Ahead of Britain's general election next month, Prime Minister Boris Johnson's government rejected charges Tuesday of suppressing a potentially explosive report into alleged Russian meddling in the 2016 Brexit referendum.
Top lawmakers in both houses of parliament are raising concern over the timing of the now-completed government study's release.
Johnson's Conservatives are keen to avoid any suggestion that Britain's divorce from the European Union was triggered unfairly.
The pro-Brexit campaign defied most pollsters to win by a 52 to 48 percent margin -- an outcome that left the country deeply split.
Senior cabinet minister Michael Gove said the 50-page dossier compiled by the intelligence and security committee was "going through the appropriate procedure".
"It will be published in due course," Gove told BBC radio.
But he refused to say whether it would be published before the December 12 snap general election, which could decide when or even if Brexit will go ahead.
Johnson's minority government could be voted out of office if it fails to win an all-out majority.

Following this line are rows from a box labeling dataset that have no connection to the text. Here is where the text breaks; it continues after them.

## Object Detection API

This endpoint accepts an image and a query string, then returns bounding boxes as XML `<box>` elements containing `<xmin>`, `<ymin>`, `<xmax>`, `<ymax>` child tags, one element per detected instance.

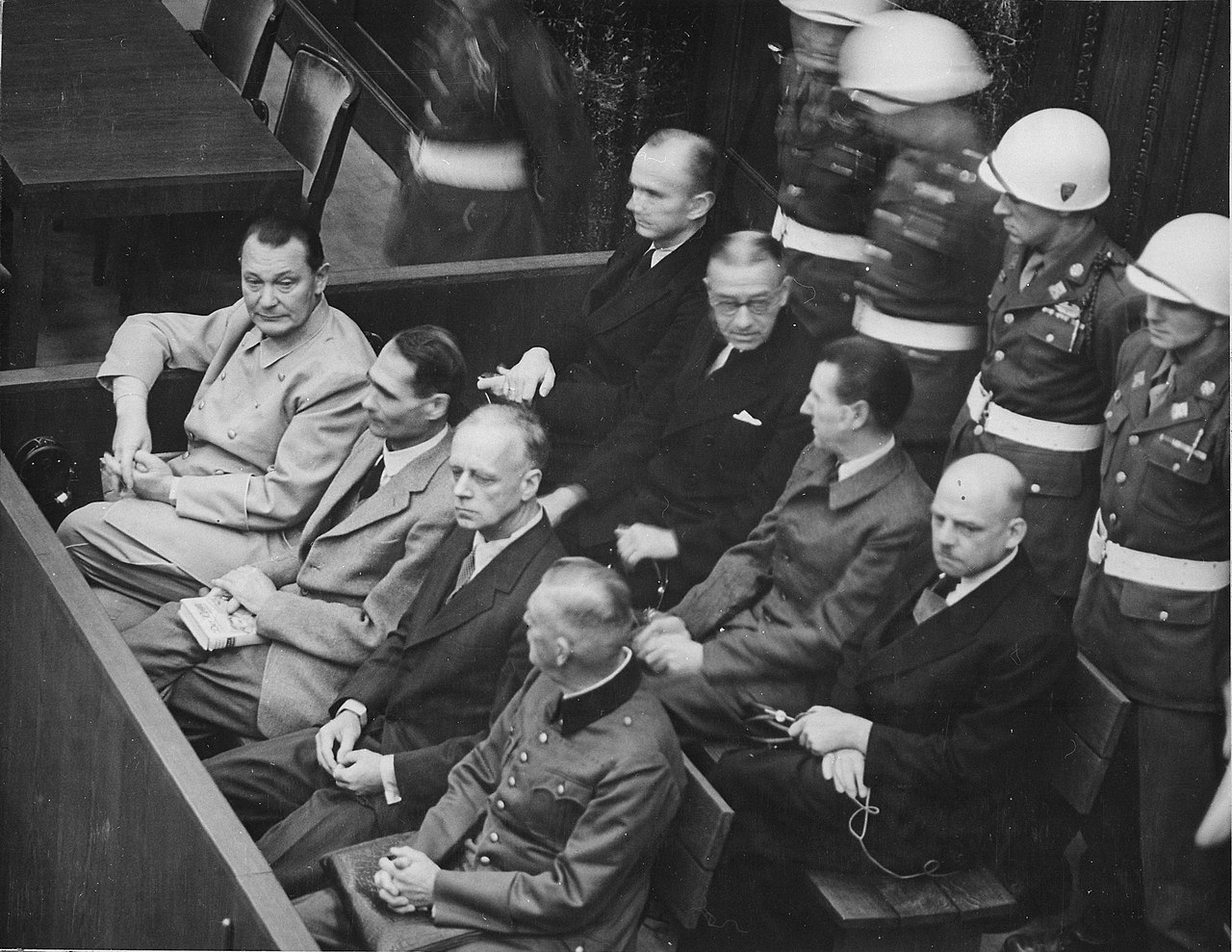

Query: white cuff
<box><xmin>110</xmin><ymin>375</ymin><xmax>150</xmax><ymax>402</ymax></box>
<box><xmin>381</xmin><ymin>754</ymin><xmax>401</xmax><ymax>804</ymax></box>
<box><xmin>338</xmin><ymin>697</ymin><xmax>369</xmax><ymax>731</ymax></box>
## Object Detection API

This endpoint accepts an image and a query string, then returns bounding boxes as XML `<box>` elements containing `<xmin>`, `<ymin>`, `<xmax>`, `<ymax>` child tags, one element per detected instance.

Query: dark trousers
<box><xmin>123</xmin><ymin>603</ymin><xmax>270</xmax><ymax>742</ymax></box>
<box><xmin>1083</xmin><ymin>704</ymin><xmax>1229</xmax><ymax>952</ymax></box>
<box><xmin>206</xmin><ymin>728</ymin><xmax>397</xmax><ymax>896</ymax></box>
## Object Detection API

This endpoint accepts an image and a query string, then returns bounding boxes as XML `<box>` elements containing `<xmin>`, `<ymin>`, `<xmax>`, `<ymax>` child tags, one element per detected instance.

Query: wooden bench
<box><xmin>0</xmin><ymin>459</ymin><xmax>316</xmax><ymax>949</ymax></box>
<box><xmin>706</xmin><ymin>654</ymin><xmax>1130</xmax><ymax>952</ymax></box>
<box><xmin>637</xmin><ymin>758</ymin><xmax>733</xmax><ymax>952</ymax></box>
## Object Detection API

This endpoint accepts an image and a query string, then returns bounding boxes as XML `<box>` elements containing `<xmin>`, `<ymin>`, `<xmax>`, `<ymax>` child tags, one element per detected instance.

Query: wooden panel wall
<box><xmin>0</xmin><ymin>459</ymin><xmax>314</xmax><ymax>948</ymax></box>
<box><xmin>1012</xmin><ymin>0</ymin><xmax>1228</xmax><ymax>254</ymax></box>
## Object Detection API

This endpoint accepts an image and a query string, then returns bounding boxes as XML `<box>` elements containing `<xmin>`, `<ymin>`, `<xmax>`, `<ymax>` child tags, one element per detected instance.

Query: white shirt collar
<box><xmin>837</xmin><ymin>436</ymin><xmax>894</xmax><ymax>481</ymax></box>
<box><xmin>560</xmin><ymin>647</ymin><xmax>633</xmax><ymax>701</ymax></box>
<box><xmin>945</xmin><ymin>546</ymin><xmax>1017</xmax><ymax>605</ymax></box>
<box><xmin>471</xmin><ymin>502</ymin><xmax>543</xmax><ymax>578</ymax></box>
<box><xmin>381</xmin><ymin>426</ymin><xmax>449</xmax><ymax>485</ymax></box>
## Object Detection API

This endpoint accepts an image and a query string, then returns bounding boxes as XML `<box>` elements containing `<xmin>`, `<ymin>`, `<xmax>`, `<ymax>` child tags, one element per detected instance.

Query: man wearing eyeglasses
<box><xmin>542</xmin><ymin>232</ymin><xmax>813</xmax><ymax>607</ymax></box>
<box><xmin>950</xmin><ymin>109</ymin><xmax>1143</xmax><ymax>608</ymax></box>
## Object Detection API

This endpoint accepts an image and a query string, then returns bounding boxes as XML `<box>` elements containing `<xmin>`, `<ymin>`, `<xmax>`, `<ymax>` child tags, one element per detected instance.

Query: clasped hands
<box><xmin>787</xmin><ymin>706</ymin><xmax>872</xmax><ymax>801</ymax></box>
<box><xmin>208</xmin><ymin>565</ymin><xmax>278</xmax><ymax>614</ymax></box>
<box><xmin>478</xmin><ymin>347</ymin><xmax>555</xmax><ymax>402</ymax></box>
<box><xmin>102</xmin><ymin>397</ymin><xmax>175</xmax><ymax>503</ymax></box>
<box><xmin>317</xmin><ymin>710</ymin><xmax>384</xmax><ymax>796</ymax></box>
<box><xmin>102</xmin><ymin>450</ymin><xmax>175</xmax><ymax>505</ymax></box>
<box><xmin>372</xmin><ymin>846</ymin><xmax>440</xmax><ymax>913</ymax></box>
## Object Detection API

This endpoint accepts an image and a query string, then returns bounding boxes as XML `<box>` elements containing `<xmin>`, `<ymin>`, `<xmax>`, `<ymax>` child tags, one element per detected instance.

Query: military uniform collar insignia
<box><xmin>552</xmin><ymin>649</ymin><xmax>642</xmax><ymax>736</ymax></box>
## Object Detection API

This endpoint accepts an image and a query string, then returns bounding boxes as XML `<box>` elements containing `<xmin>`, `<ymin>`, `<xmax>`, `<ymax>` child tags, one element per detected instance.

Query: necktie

The main opposition Labour Party is ready to let Britons vote again on whether to leave the EU if it regains power for the first time since 2010.
And some of the smaller opposition parties simply want Brexit stopped.
Intelligence and security committee chairman Dominic Grieve -- an independent who quit the Conservatives over Brexit -- called the government's apparent foot dragging "jaw dropping".
Upper House of Lords member Donald Anderson, also an independent, warned that the "unjustified delay undermines" the committee's work.
"It invites suspicion of the government and its motives," Anderson said Monday.
"What's the prime minister got to hide?" Labour House of Lords member Dianne Hayter asked.
The Guardian newspaper said Tuesday that the dossier "has already been approved by the intelligence agencies themselves" in a process that began in March.
It also reported that a part of the government's analysis is based on information provided by former MI6 foreign intelligence officer Christopher Steele.
The so-called Steele Dossier figured prominently in the initial stages of the scandal surrounding what US intelligence agencies determined was Russian interference in US President Donald Trump's 2016 election.